Tutorial: Configure Apache HBase policies in HDInsight with Enterprise Security Package

Learn how to configure Apache Ranger policies for Enterprise Security Package (ESP) Apache HBase clusters. ESP clusters are connected to a domain allowing users to authenticate with domain credentials. In this tutorial, you create two Ranger policies to restrict access to different column-families in an HBase table.

In this tutorial, you learn how to:

  • Create domain users.
  • Create Ranger policies.
  • Create tables in an HBase cluster.
  • Test Ranger policies.

Before you begin

Connect to Apache Ranger Admin UI

  1. From a browser, connect to the Ranger Admin user interface (UI) by using the URL https://<ClusterName>.azurehdinsight.cn/Ranger/. Remember to change <ClusterName> to the name of your HBase cluster.

    Note

    Ranger credentials aren't the same as Hadoop cluster credentials. To prevent browsers from using cached Hadoop credentials, use a new InPrivate browser window to connect to the Ranger Admin UI.

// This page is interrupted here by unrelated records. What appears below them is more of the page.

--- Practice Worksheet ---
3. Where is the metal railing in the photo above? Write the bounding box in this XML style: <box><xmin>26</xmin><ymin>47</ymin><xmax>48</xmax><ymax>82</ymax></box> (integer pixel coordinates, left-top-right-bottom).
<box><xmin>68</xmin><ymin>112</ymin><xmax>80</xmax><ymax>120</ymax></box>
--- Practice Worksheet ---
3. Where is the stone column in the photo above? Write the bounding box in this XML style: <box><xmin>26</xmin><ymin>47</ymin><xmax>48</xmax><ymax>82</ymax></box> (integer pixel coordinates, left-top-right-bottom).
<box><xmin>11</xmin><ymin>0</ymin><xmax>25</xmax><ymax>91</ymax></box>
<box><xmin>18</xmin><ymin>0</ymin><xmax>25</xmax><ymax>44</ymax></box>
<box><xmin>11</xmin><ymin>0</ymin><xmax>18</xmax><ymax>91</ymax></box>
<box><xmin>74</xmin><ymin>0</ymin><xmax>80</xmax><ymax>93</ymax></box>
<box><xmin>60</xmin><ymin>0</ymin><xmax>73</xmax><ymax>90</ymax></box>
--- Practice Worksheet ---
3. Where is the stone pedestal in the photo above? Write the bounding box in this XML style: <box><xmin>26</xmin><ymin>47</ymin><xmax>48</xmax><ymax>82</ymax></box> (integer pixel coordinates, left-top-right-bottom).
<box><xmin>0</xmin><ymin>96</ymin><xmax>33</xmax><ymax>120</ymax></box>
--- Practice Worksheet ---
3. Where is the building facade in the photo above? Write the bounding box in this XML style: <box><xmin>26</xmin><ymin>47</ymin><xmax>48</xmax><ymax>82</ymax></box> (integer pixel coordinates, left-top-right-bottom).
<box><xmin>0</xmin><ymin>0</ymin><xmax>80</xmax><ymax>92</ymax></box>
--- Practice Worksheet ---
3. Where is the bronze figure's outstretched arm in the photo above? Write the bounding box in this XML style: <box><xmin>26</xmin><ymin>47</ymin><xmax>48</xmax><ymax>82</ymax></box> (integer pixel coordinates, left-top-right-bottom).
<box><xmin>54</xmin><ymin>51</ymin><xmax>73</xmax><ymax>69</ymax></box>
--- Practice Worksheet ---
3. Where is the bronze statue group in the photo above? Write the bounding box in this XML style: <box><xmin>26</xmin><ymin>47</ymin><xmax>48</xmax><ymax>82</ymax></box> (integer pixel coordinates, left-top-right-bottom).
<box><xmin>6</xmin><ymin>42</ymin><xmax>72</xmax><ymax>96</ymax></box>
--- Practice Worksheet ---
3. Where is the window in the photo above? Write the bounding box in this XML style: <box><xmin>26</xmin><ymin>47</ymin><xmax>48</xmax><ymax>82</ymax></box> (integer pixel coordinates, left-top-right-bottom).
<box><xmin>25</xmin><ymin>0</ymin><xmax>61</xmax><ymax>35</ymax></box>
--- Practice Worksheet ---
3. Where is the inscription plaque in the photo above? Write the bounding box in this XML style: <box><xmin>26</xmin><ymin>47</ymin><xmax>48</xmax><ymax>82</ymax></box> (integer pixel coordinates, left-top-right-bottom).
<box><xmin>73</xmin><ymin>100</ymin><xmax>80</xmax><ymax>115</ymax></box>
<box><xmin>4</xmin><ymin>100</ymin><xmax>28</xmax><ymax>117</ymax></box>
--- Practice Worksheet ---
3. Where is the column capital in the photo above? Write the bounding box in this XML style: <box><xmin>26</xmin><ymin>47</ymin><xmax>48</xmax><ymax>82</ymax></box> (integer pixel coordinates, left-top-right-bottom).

  2. Sign in by using your Microsoft Entra admin credentials. The Microsoft Entra admin credentials aren't the same as HDInsight cluster credentials or Linux HDInsight node Secure Shell (SSH) credentials.

Create domain users

To learn how to create the sales_user1 and marketing_user1 domain users, see Create an HDInsight cluster with Enterprise Security Package. In a production scenario, domain users come from your Active Directory tenant.

Create HBase tables and import sample data

You can use SSH to connect to HBase clusters and then use Apache HBase Shell to create HBase tables, insert data, and query data. For more information, see Use SSH with HDInsight.

Use the HBase shell

  1. From SSH, run the following HBase command:

    hbase shell
    
  2. Create an HBase table Customers with two column-families: Name and Contact.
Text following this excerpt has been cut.